Ziyaretçi Merkezi, içerisinde bulunduğu coğrafyada gizlenmeye çalışan bir tasarım fikri ile hareket ediyor. Bu amacı da yatay bir çizgiyi takip eden hacimsel kütleler ile yapıyor. Kütlesel tercihleri desteklemek amacıyla, yapı bütününde tercih edilen doğal taş malzemesi, sadece hacimsel olarak değil ancak görsel olarak da bir kamuflaj sağlıyor. Doğa ile mimari arasında, şayet bunlar birer tezat ise, hoş bir denge yakalayan yapı, dağın eteklerine 1 metreye kadar yakınlaşan çizgisi ile dağı neredeyse bir duvar olarak kullanıyor. İç mekanının yamaca bakan cephesinde kullanılan cam ile dış mekan ile görsel temas sağlarken, fiziksel anlamdaki bu yakınlık, yamacı adeta duvar görevi gören bir iç mekan elemanına dönüştürüyor. Bu da yapının nerede bitip, doğanın nerede başladığı konusunda olumlu bir muğlaklık yaratıyor.
Tüm bu olumlu yanlarına rağmen yapının içerisinde gezerken, mimari hoşbeşlerin ötesinde bazı gerçekler ve pratik sorunlar göze çarpıyor. Kimi detayların çok da temiz çözülememesinden öte, inşa sürecinin farklı aşamalarında mimari ofisin elinde tutamadığı bir takım yönetimsel sorunlar göze çarpıyor. Metin fotoğraflarında göremeyeceğiniz üzere yapı sanki üç bölüme ayrılmış ve üç farklı grup tarafından inşa edilmişe benziyor.
Gerek kullandığı aykırı ve yapının tasarım fikri ile tezat oluşturan reklam tabelası seçimiyle, gerekse kendine bağlı olduğunu düşündüğüm tuvalet çözümleriyle, ziyaretçi merkezinin restoran bölümü tamamen farklı bir zihniyeti temsil ediyor. Giriş alanından restoran alanına doğru yönelen ziyaretçiler, sanki yapıyı terk etmeden binadan çıkıyormuş hissine kapılabilirler.

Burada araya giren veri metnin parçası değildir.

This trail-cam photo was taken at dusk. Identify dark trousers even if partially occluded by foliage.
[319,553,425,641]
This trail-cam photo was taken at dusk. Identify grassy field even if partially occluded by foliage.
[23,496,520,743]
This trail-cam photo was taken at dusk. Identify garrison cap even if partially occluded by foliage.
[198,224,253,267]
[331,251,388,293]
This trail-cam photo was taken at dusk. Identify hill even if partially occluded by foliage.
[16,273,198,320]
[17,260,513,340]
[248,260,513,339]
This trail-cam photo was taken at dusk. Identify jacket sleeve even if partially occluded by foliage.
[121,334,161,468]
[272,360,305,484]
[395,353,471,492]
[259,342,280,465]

Restoranın sahipleri tarafından tamamlandığını düşündüğüm yapının bu bölümünün tam ters tarafında ise mağaranın giriş alanı, diğer iki bölümden farklı bir dil ile yine kendini belli ediyor. Kompleksin bu kesimi ise muhtemelen hepimizin alışık olduğu herhangi bir müteahhitin sorumluluğu altındaymış hissini uyandırıyor. Zemin kaplamasındaki ani değişim ve genel malzeme kalitesindeki ani düşüş bu hissi kuvvetlendirmeye yetiyor. ZMZM’nin ziyaretçi alanında yakalanan doğal taş, beton ve metal malzeme üçlemesi, mağara girişinde ahşap görünümlü fayanslar, alüminyum korkuluk ve birbiri ile uyumsuz, her rengin bulunduğu bir mağara aydınlatması üçlüsüne dönüşüyor.

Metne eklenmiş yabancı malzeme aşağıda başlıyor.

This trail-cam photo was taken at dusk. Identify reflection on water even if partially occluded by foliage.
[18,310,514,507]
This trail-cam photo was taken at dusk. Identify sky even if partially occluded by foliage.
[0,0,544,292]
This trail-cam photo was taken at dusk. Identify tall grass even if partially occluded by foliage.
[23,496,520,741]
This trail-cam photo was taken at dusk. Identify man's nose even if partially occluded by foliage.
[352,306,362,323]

Yapının mimari fotoğraflarındaki temiz geçişler ve düz çizgilerin aksine deneyimlenen bu tezat, yapının imgesi ve kendisi arasında, aslında mimarinin tam olarak ne olduğunu gösteren bir hikaye yaratır. Bu hikaye görsellerde çoğu zaman kendisini belli etmez. Zira bunu yapmaya çalışan fotoğraf denemeleri, estetikten uzak olacağı gerekçesiyle belki de yayın organlarında kendilerine yer bulamazlar ve yapının daha steril bir imgesini oluşturmaya başlarlar.
Mimari, işte bu şekilde kendini bir yalanlar silsilesi içerisinde tekrardan var eder. Bu yeni keşfedilmiş ve sosyal medyanın yarattığı yeni bir sorun olmaktan ziyade daha ontolojik ve derin bir fenomendir. En basit örnek olarak, Le Corbusier'in kendi yapılarında yaptığı, dönemin imkanları dahilinde fotomontajlar bile bu yalanın eski uygulamalarına örnekler teşkil ederler.
Bu açıdan umarım metnin fotoğrafları, okuduğunuz durumların hiçbirini size göstermezler. Metin ile fotoğraf arasında yaratmaya çalıştığım bu yalanlarıma vakit ayırdığınız için teşekkür ederim. Fotoğrafların yarattığı imgesel yalanların karşısına koyduğum yazınsal “gerçeklerin” de doğruluğundan emin olmak için yapıyı gerçekten görmeniz gerekecek. Ancak o zaman oluşturduğum bu imgeden sıyrılıp, mimari bir ürünü gerçekten deneyimleyebilirsiniz. Yapıyı ziyaret edeceklere iyi deneyimler, gezmeyecek olanlara da oluşturduğum bu imgenin gerçekliği içerisinde mutlu günler dilerim.